The joint statement reads: “As a result of the U.S.-led negotiations, Israel and Lebanon agreed to the implementation of a ceasefire. The ceasefire is contingent on a complete cessation of Hezbollah fire and the evacuation of all Hezbollah operatives from the South Litani Sector.
“The two sides agreed with the guidance of the United States to swiftly advance the creation of pilot zones in which the Lebanese Armed Forces [the government’s army] will take exclusive control of the territory to the exclusion of all non-state actors [such as Hezbollah].
“These steps will enable progress towards a comprehensive peace and security agreement.”
The joint statement also included a declaration that the future of the relationship between Israel and Lebanon must be decided by the two sovereign governments alone, preventing both Iran and Hezbollah from holding Lebanon’s future hostage in their continuing efforts to attack and destroy Israel.
It also reaffirmed that “Israel and Lebanon have no hostile intent toward one another and [are] committed to continuing direct negotiations to build confidence, resolve all outstanding issues, and work toward a comprehensive agreement between the two countries. . . aimed at sustainably ensuring the sovereignty, security and territorial integrity of Lebanon and Israel.

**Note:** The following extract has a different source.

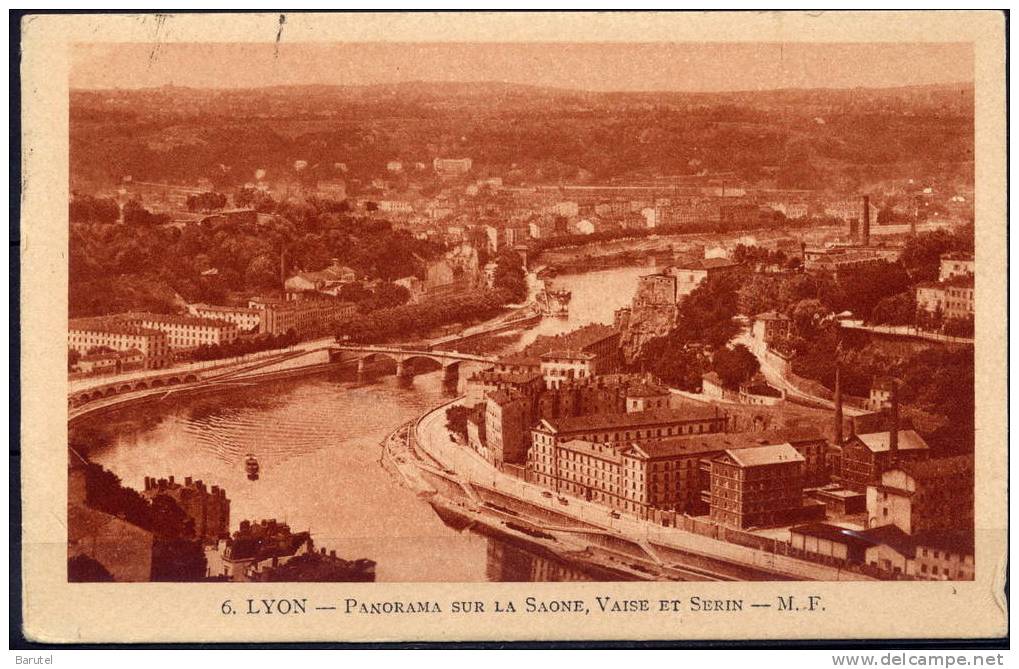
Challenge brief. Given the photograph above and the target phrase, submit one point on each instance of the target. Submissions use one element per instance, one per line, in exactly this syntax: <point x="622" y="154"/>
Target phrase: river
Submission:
<point x="317" y="439"/>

This includes the dismantlement of non-state armed groups and the prevention of their re-emergence.”
The joint statement also reiterated U.S. Secretary of State Marco Rubio’s June 2 declaration that Hezbollah is not just an enemy of Israel and an enemy of America, but also that it is an enemy of Lebanon.
Finally, in the statement, “Israel reaffirmed that its security and respect for its territorial integrity can only be achieved through the disarmament of Hezbollah and the dismantlement of its infrastructure throughout Lebanon.